Penggunaan alat tangkap long lines (LL) dipandang lebih ramah lingkungan dibandingkan dengan alat tangkap Purse Seine (PS). Namun demikian, beberapa LSM/NGO yang hadir sebagai undangan mengusulkan agar alat tangkap LL perlu dimodifikasi agar ikan hiu tidak ikut tertangkap. Yaitu, mengganti ‘wire leader’ pancingnya (yang terbuat dari kawat baja) dengan monofilament nylon.

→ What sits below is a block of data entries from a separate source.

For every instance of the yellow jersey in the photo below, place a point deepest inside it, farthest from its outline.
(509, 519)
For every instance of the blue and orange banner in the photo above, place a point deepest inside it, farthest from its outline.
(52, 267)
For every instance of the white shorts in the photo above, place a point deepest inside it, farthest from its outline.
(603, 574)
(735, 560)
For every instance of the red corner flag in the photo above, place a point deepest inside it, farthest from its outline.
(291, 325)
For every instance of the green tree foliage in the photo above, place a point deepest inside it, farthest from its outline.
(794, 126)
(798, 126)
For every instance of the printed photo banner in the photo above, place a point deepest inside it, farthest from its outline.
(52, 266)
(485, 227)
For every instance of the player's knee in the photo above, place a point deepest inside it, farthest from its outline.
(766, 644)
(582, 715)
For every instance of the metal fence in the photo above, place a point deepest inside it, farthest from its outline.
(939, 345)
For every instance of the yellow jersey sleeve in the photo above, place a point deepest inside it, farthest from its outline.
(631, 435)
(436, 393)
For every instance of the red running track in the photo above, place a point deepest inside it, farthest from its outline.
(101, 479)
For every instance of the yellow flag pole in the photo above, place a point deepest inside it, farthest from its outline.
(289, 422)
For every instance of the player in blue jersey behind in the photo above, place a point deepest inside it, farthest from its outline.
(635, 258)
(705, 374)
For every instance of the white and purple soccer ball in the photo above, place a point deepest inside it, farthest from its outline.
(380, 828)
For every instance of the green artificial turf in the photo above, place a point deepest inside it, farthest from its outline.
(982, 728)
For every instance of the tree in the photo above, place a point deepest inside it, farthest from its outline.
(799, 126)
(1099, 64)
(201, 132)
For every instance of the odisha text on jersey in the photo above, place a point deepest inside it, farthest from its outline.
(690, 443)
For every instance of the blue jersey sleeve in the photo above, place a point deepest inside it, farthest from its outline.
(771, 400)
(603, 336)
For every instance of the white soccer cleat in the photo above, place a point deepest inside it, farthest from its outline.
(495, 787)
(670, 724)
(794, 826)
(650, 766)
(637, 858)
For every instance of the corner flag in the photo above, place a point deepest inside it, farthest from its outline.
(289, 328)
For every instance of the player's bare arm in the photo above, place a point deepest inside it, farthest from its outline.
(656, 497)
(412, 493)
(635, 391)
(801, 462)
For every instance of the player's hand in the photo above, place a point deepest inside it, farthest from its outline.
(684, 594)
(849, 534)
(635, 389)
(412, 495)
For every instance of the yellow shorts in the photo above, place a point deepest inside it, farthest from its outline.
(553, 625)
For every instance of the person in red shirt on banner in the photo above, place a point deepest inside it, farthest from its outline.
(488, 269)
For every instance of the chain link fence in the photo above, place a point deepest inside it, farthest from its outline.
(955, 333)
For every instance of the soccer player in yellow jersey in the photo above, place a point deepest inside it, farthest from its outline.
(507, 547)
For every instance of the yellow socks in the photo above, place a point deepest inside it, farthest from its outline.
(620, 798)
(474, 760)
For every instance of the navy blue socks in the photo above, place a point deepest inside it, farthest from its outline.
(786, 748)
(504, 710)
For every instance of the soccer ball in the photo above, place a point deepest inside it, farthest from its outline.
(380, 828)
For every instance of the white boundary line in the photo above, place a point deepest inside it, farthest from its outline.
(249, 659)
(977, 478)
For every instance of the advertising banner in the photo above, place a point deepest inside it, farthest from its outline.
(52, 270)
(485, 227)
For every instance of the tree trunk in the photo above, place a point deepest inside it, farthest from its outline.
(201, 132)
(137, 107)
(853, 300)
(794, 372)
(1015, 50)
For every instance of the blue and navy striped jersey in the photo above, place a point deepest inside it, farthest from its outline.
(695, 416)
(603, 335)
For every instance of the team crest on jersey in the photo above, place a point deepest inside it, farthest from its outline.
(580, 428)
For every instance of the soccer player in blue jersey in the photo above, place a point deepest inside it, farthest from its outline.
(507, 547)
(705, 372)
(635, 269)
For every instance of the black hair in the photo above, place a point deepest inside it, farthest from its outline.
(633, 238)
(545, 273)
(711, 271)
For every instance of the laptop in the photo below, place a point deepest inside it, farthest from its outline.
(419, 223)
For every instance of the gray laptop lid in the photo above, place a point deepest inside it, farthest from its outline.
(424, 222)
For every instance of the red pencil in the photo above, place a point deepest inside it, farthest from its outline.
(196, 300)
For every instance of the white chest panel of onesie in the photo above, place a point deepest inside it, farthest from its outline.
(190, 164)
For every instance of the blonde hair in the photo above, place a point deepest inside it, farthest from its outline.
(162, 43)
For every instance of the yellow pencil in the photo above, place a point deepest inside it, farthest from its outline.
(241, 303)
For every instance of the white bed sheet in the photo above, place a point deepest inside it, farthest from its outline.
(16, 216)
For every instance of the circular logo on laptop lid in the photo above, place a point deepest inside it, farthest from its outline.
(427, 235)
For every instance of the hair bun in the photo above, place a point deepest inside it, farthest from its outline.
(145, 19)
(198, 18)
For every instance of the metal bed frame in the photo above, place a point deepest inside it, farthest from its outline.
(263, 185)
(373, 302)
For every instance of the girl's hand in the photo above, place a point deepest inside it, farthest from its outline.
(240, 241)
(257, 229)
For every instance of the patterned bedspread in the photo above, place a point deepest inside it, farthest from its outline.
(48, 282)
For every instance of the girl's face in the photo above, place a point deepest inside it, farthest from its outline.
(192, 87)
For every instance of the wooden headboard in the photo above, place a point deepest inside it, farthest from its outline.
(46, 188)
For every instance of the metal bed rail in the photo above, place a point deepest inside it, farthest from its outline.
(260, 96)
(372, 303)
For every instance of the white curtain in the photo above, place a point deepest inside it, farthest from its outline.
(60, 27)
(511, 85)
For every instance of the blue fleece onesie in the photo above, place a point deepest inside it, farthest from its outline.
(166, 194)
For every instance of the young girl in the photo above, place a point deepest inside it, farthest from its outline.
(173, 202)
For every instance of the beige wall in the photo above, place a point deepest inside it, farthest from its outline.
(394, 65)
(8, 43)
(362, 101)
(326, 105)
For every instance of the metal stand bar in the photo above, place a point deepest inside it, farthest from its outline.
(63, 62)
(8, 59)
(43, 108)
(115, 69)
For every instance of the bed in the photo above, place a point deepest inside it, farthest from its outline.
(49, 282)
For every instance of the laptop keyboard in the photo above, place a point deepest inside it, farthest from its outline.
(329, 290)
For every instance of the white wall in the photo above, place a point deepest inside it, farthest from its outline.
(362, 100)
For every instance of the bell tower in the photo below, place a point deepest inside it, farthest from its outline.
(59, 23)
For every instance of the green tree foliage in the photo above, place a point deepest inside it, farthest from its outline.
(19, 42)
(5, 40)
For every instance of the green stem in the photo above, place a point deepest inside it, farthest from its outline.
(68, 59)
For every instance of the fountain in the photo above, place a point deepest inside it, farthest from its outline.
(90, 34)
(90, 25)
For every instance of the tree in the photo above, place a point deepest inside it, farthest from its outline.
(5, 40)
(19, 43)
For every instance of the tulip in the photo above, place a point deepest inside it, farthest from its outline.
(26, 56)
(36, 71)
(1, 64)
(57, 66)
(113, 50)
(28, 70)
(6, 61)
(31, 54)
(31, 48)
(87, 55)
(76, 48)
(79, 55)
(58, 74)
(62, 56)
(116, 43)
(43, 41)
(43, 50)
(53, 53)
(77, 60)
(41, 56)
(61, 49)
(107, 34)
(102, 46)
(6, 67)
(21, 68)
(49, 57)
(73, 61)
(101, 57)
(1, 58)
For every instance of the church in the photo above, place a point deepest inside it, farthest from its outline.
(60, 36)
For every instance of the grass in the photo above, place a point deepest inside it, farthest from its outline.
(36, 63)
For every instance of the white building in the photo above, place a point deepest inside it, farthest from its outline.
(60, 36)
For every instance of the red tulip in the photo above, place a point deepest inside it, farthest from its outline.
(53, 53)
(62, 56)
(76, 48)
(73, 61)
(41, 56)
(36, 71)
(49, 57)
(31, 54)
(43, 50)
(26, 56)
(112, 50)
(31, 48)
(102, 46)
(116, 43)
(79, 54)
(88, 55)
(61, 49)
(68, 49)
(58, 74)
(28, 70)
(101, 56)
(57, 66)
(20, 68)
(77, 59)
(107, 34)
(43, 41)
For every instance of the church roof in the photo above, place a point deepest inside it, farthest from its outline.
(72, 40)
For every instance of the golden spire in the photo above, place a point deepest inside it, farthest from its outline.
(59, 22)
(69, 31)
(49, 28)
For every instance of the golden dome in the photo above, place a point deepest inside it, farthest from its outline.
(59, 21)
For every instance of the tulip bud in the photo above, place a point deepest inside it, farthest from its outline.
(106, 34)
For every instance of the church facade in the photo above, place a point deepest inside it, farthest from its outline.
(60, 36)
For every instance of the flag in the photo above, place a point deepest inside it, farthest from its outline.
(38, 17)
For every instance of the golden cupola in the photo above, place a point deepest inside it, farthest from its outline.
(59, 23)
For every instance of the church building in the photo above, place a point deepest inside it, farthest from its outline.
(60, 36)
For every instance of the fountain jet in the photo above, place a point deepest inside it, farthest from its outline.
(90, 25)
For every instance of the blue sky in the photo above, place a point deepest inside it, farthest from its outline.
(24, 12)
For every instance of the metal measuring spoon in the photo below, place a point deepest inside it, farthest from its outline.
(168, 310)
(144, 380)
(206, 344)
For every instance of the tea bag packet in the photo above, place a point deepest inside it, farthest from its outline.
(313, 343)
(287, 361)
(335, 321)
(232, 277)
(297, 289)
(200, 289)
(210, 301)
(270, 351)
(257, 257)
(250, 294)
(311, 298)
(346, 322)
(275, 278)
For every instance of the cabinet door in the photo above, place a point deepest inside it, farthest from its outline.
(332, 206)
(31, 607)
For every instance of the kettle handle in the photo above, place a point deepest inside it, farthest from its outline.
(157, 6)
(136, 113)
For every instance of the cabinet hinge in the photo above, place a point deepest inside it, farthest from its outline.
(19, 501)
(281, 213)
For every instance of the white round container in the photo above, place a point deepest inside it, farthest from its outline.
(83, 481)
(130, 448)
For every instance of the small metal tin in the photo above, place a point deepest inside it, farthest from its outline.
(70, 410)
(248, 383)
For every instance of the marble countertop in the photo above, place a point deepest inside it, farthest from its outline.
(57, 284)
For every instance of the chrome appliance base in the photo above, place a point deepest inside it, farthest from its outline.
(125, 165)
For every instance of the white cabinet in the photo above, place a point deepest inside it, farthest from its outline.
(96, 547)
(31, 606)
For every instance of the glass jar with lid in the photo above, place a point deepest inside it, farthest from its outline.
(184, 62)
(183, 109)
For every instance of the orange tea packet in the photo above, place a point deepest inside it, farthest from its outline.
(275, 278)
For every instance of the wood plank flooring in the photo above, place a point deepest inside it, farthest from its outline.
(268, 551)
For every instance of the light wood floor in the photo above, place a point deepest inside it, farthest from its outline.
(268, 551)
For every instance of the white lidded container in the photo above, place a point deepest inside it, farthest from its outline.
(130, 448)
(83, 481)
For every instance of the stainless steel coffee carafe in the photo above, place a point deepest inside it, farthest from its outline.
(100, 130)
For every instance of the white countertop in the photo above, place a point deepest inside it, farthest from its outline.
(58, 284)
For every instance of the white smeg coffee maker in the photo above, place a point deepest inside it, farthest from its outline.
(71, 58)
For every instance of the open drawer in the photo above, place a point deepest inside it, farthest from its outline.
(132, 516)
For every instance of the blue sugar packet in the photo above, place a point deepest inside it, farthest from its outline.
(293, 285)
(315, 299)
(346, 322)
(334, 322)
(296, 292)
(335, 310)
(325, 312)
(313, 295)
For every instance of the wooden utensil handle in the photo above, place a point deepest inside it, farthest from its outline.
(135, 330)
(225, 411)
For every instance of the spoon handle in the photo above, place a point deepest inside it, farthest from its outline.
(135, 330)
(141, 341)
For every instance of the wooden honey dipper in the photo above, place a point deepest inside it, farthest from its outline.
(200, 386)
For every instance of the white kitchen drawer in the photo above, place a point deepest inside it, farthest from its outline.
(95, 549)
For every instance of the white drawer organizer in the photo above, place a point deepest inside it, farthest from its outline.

Dengan menggunakan monofilament nylon, ikan hiu yang terpancing dapat memutus nylon tersebut dengan menggigitnya sehingga ikan hiu menjadi menjadi selamat.
Dalam pertemuan WCPFC kali ini, isyu tentang perlunya mengadopsi upaya perlindungan dan konservasi ikan hiu lebih mengemuka dibandingkan pada pertemuan-pertemuan sebelumnya. Kiranya Indonesia perlu mengantisipasinya, karena Indonesia menjadi calon penyelenggara selain negara Samoa sebagai tuan rumah pertemuan tahunan WCPFC yang ke 11 atau pertemuan pada tahun depan. Sebagaimana kita ketahui Indonesia adalah negara yang memiliki angka produksi ikan hiu tertinggi di dunia.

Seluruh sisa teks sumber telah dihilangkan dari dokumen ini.